Dalam suasana semacam inilah Pilpres 2014 berlangsung. Bagaimana kita menyimaknya dari perspektif Revolusi Perancis? Melalui lukisan Skocpol, kita bisa membuat skenario pilihan antara godaan negara besar dan/atau negara berbasis partisipasi rakyat pasca pilpres, yakni ketika Skocpol melukiskan kecilnya dukungan politik atas rezim Directorate, yang muncul pada 1795 menggantikan Kaum Montagards, sehingga terpaksa beraliansi dengan kaum militer menstabilkan efek Revolusi. Aliansi dengan kaum militer yang bermaksud menciptakan Perancis sebagai negara besar Eropa inilah yang melahirkan kepemimpinan Napoleon Bonaparte, jenderal yang mengangkat dirinya kaisar pada 1804 dan mengobarkan perang di Eropa sampai dihentikan pada 1814.

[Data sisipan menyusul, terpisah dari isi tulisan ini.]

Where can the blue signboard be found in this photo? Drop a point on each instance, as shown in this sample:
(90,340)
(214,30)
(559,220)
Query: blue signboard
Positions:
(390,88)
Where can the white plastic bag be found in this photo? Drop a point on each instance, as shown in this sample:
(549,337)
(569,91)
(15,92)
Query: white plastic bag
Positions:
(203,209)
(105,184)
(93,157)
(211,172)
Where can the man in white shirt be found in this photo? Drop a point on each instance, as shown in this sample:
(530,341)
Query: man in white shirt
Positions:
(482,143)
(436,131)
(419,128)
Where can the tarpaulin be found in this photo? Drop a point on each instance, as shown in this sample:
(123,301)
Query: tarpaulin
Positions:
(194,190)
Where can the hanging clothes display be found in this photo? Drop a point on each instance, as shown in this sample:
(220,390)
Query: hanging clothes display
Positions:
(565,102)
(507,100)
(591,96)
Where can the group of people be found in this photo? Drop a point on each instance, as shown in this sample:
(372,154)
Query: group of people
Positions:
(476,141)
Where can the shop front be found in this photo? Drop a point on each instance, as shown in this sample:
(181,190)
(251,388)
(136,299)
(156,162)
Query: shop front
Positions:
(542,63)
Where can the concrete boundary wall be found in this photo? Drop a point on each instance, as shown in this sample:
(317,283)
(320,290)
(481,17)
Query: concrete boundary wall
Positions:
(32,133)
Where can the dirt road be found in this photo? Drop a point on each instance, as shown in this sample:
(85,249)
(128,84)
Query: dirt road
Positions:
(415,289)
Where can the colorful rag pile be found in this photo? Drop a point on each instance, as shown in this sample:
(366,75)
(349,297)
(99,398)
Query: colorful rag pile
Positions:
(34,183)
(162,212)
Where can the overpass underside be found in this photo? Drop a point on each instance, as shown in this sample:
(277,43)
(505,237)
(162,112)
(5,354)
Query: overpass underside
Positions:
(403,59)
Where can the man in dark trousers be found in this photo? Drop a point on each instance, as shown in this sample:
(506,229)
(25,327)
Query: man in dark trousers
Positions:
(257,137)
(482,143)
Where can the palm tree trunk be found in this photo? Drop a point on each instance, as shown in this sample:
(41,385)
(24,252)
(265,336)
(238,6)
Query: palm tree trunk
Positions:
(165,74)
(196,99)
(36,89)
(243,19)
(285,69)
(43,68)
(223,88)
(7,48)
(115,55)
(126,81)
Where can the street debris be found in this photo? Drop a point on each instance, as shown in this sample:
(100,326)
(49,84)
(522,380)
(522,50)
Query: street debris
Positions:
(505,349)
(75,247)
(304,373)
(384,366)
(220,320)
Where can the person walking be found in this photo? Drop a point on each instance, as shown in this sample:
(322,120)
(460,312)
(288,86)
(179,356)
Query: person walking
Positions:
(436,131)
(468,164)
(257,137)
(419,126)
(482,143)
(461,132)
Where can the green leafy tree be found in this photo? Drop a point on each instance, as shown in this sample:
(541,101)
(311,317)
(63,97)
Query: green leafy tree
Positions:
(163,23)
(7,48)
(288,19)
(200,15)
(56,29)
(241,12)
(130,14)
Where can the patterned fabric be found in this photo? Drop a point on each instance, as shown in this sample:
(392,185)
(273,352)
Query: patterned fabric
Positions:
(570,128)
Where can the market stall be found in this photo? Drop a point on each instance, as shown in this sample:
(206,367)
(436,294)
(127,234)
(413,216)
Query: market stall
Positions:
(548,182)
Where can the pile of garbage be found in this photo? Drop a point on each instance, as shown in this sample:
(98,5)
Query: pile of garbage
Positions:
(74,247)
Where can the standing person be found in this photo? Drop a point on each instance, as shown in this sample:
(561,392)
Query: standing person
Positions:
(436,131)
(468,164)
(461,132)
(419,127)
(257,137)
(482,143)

Citra lemahnya negara di tingkat domestik, regional, dan internasional pasca Reformasi 1998 mengingatkan kita pada dilema rezim Directorate Perancis akhir abad ke-18 itu. Itu sebabnya sebagian politisi dan kaum borjuasi kota ”tergoda” memimpikan lahirnya seorang pemimpin tegas dan mampu mengangkat wibawa negara dalam Pilpres 2014. Pada saat sama, becermin pada pergerakan rakyat gabungan  métairie (kaum petani pemilik tanah kecil) dan sans colletes (pedagang kecil beraspirasi terlaksananya sistem ekonomi pasar) dalam revolusi serupa, musim pilpres ini juga memperlihatkan kebangkitan dan partisipasi rakyat secara genuine mendukung pemimpin dari kalangan mereka sendiri. Partisipasi kalangan terakhir ini bahkan telah menciptakan sejarah: mengumpulkan dana dukungan untuk calon pemimpin mereka lebih dari Rp 47 miliar.

Akankah Indonesia masuk dalam godaan negara besar atau negara berbasis partisipasi rakyat akan bergantung pada apakah Prabowo Subianto atau Joko Widodo (Jokowi) yang terpilih menjadi presiden dalam Pemilu 9 April 2014. Yang jelas, di luar efek Revolusi Perancis, melalui kemunculan Jokowi, untuk kali pertama terlihat polarisasi preferensi politik tegas antara rakyat jelata dan kalangan kelas menengah ke atas di Indonesia.